Vinflunine Plus Gemcitabine May Be Safe, Effective for Urothelial Carcinoma

Vinflunine plus gemcitabine may be safe and effective as first-line chemotherapy in patients with advanced urothelial carcinoma who are unfit for treatment with cisplatin, a new study published online ahead of print in the journal Annals of Oncology has shown.¹

Because there is no standard first-line chemotherapy for advanced urothelial carcinoma in patients ineligible to receive cisplatin, researchers sought to evaluate the efficacy and tolerability profile of 2 vinflunine-based regimens, 1 with gemcitabine and 1 with carboplatin, in this treatment setting.

For the phase 2 trial, researchers enrolled 69 patients with advanced urothelial carcinoma who had received no prior chemotherapy for advanced disease. Participants were randomly assigned to receive vinflunine 250 or 280 mg/m² on day 1, plus either gemcitabine 750 – 1000 mg/m² on days 1 and 8 or carboplatin AUC 4.5 on day 1 every 3 weeks.

Results showed that the overall response rate was 44.1% with vinflunine plus gemcitabine compared with 28.6% with vinflunine plus carboplatin. Median progression-free survival was 5.9 months vs 6.1 months, respectively, and median overall survival was 14.0 months vs 12.8 months, respectively.

In regard to safety, there were no major differences between the 2 groups in terms of non-hematological adverse events. Furthermore, influnine plus gemcitabine was associated with fewer grade 3 or 4 hematological adverse events.

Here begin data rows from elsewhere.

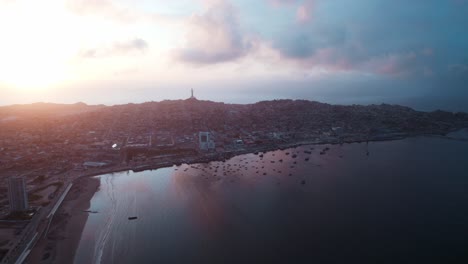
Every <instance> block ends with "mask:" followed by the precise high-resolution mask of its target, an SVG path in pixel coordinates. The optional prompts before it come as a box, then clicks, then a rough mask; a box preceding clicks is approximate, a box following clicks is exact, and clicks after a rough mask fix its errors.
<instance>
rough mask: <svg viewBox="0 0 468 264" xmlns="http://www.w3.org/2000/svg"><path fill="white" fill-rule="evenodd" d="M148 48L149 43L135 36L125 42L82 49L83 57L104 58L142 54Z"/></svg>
mask: <svg viewBox="0 0 468 264" xmlns="http://www.w3.org/2000/svg"><path fill="white" fill-rule="evenodd" d="M147 49H148V43H147V42H146V41H145V40H144V39H141V38H134V39H131V40H128V41H124V42H115V43H113V44H112V45H110V46H108V47H99V48H91V49H85V50H82V51H81V52H80V53H79V57H81V58H103V57H112V56H122V55H135V54H142V53H143V52H145V51H146V50H147Z"/></svg>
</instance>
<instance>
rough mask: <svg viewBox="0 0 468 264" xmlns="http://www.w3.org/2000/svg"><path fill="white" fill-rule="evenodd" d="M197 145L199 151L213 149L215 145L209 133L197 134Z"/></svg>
mask: <svg viewBox="0 0 468 264" xmlns="http://www.w3.org/2000/svg"><path fill="white" fill-rule="evenodd" d="M198 145H199V147H200V149H201V150H209V149H214V148H215V144H214V140H213V136H212V134H211V133H210V132H199V133H198Z"/></svg>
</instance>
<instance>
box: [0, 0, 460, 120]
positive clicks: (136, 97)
mask: <svg viewBox="0 0 468 264" xmlns="http://www.w3.org/2000/svg"><path fill="white" fill-rule="evenodd" d="M0 34H1V38H0V105H9V104H19V103H32V102H56V103H75V102H85V103H88V104H107V105H113V104H124V103H129V102H133V103H139V102H145V101H161V100H165V99H184V98H187V97H189V96H190V89H192V88H193V89H194V90H195V96H196V97H197V98H199V99H204V100H213V101H223V102H228V103H252V102H257V101H261V100H272V99H285V98H287V99H308V100H317V101H322V102H328V103H339V104H354V103H356V104H370V103H377V104H379V103H398V104H404V105H408V106H412V107H415V108H417V109H421V110H434V109H438V108H441V109H444V110H450V111H468V103H467V102H468V87H467V83H468V0H411V1H408V0H392V1H388V0H302V1H301V0H191V1H190V0H173V1H166V0H140V1H136V0H133V1H130V0H88V1H84V0H66V1H58V0H44V1H29V0H24V1H23V0H0Z"/></svg>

Both vinflunine-based doublets offer a similar DCR [disease control rate], ORR [overall response rate], and OS [overall survival],” the investigators concluded. “The better hematological tolerance favors the vinflunine-gemcitabine combination, which warrants further study.”

Reference

1. De Santis M, Wiechno PJ, Bellmunt J, et al. Vinflunine-gemcitabine versus vinflunine-carboplatin as first-line chemotherapy in cisplatin-unfit patients with advanced urothelial carcinoma: results of an international randomized phase II trial (JASINT1) [published online ahead of print December 16, 2015]. Ann Oncol. doi: 10.1093/annonc/mdv609.